Download this case study in PDF format
Summary
Meta, a global leader in technology and social networking, faced the challenge of providing comprehensive profiling data for its backend services without disrupting performance. To address this, Meta developed Strobelight, a profiling orchestrator that leverages eBPF to collect observability data efficiently. This solution has driven measurable efficiency improvements across Meta’s infrastructure, resulting in substantial capacity savings and operational benefits.
Challenges
Meta needed a way to gather and normalize profiling data across its vast and varied backend services without introducing overhead that could impact performance. The key challenges included:
- Ensuring minimal disruption to live services while collecting performance data.
- Making profiling data uniform and easily interpretable.
- Preventing system overloads due to excessive data storage demands.

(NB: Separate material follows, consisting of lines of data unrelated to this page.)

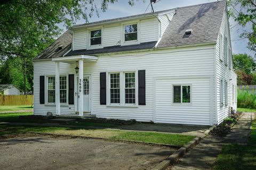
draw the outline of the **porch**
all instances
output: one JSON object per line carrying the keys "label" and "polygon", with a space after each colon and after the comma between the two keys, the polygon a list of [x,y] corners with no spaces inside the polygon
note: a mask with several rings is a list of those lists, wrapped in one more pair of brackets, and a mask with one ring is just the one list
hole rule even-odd
{"label": "porch", "polygon": [[[56,106],[56,116],[59,117],[65,118],[87,118],[95,117],[95,116],[91,114],[91,91],[90,89],[85,89],[90,87],[90,76],[87,75],[84,73],[84,63],[96,62],[98,60],[98,57],[86,55],[77,55],[68,57],[62,57],[59,58],[53,58],[52,61],[55,63],[55,99]],[[73,78],[74,81],[76,81],[75,84],[73,84],[74,90],[74,104],[75,108],[75,114],[61,115],[60,112],[60,63],[66,63],[70,64],[77,64],[76,68],[76,75]],[[79,63],[79,66],[77,64]],[[79,67],[78,67],[79,66]],[[85,83],[86,84],[84,86]],[[69,86],[71,86],[69,84]],[[87,97],[85,98],[86,96]],[[84,101],[86,103],[85,104]],[[85,110],[85,108],[86,109]],[[89,109],[87,109],[89,108]],[[76,114],[76,113],[78,113]]]}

- Supporting multiple kernel versions across Meta’s infrastructure.
Solution
To overcome these challenges, Meta implemented Strobelight, a sophisticated profiling orchestrator that integrates multiple profiling tools, including eBPF. Strobelight enables engineers to collect detailed observability data out-of-process, covering:
- CPU time spent in function calls and execution paths.
- Call stacks for native and non-native languages (e.g., Python, Java, Erlang).

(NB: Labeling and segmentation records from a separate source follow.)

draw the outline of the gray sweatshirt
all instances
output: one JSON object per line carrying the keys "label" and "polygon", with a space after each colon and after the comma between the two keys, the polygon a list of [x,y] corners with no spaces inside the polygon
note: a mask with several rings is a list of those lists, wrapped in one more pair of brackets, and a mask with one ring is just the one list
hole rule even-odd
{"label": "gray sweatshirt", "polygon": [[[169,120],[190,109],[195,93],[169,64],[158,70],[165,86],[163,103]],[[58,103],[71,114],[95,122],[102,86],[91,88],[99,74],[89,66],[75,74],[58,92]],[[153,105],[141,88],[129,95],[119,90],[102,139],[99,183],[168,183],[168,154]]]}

- Off-CPU time and service request latency analysis.
- AI/GPU profiling and memory tracking.
Strobelight’s eBPF-powered profiling capabilities provide low-overhead data collection, avoiding additional instrumentation inside binaries and maintaining efficient performance. Additionally, given Meta’s diverse infrastructure with multiple kernel versions, Strobelight was designed to ensure:
- Feature compatibility across different kernel versions, with appropriate fallbacks.

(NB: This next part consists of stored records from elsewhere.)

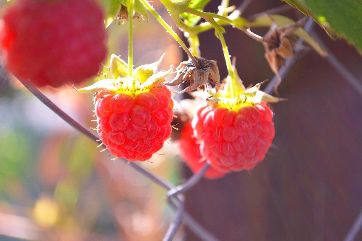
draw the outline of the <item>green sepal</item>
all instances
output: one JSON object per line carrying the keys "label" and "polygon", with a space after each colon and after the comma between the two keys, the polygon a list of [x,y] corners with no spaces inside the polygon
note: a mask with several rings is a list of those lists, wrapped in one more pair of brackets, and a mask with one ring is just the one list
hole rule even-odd
{"label": "green sepal", "polygon": [[148,21],[148,12],[147,10],[146,7],[144,7],[144,5],[142,4],[139,0],[135,0],[133,7],[134,8],[135,11],[136,13],[144,16],[147,21]]}
{"label": "green sepal", "polygon": [[157,71],[157,69],[163,59],[164,53],[158,61],[149,64],[144,64],[136,68],[133,71],[133,76],[141,84],[144,83]]}
{"label": "green sepal", "polygon": [[108,9],[106,11],[105,23],[106,28],[117,17],[121,10],[121,5],[122,2],[120,0],[110,0]]}
{"label": "green sepal", "polygon": [[128,65],[124,60],[115,54],[111,55],[109,72],[114,79],[115,79],[120,76],[127,76],[128,68]]}
{"label": "green sepal", "polygon": [[141,85],[141,87],[146,87],[148,86],[151,86],[156,83],[163,82],[164,79],[172,72],[173,69],[173,66],[171,65],[170,68],[167,71],[160,71],[157,73],[152,75],[147,80]]}
{"label": "green sepal", "polygon": [[77,91],[81,93],[95,93],[101,90],[115,91],[117,90],[117,87],[113,79],[101,79],[93,85],[87,87],[77,89]]}
{"label": "green sepal", "polygon": [[256,103],[264,102],[267,103],[276,103],[285,99],[278,98],[266,94],[265,92],[259,90],[260,86],[266,81],[257,84],[251,88],[247,89],[243,94],[245,96],[250,96],[253,98],[253,101]]}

- Dynamic sampling to balance data collection rates and storage efficiency.
- Concurrency and queuing safeguards to prevent performance degradation.
Results
The deployment of eBPF within Strobelight has led to significant efficiency gains, including:
- 15,000 servers’ worth of annual capacity savings from a single one-character code change.
- 20% reduction in CPU cycles, equating to a 10-20% reduction in the number of required servers for Meta’s top services.
- Faster debugging and performance analysis, allowing engineers to prevent regressions before they reach production.
- Dynamic sampling mechanisms, optimizing profiling rates without overloading storage systems.
Why eBPF?
eBPF was selected as the core technology due to its low overhead, which ensured minimal impact on targeted processes; flexibility, with numerous attach points and built-in kernel helpers; and lack of requirements for additional instrumentation, simplifying deployment.
Additionally, unlike traditional profiling tools that require added instrumentation inside binaries and impact runtime performance, Strobelight’s eBPF-based approach enabled real-time profiling without modifying application code, broader observability across multiple languages and systems, and efficient data collection with minimal overhead.
Next Steps
Meta continues to expand its use of eBPF to further enhance observability, particularly in:
- AI/ML workloads.
- Advanced memory tracking.
- More complex efficiency analyses for improved resource utilization.
- Open sourcing Strobelight’s profilers and libraries for broader adoption within the open source community.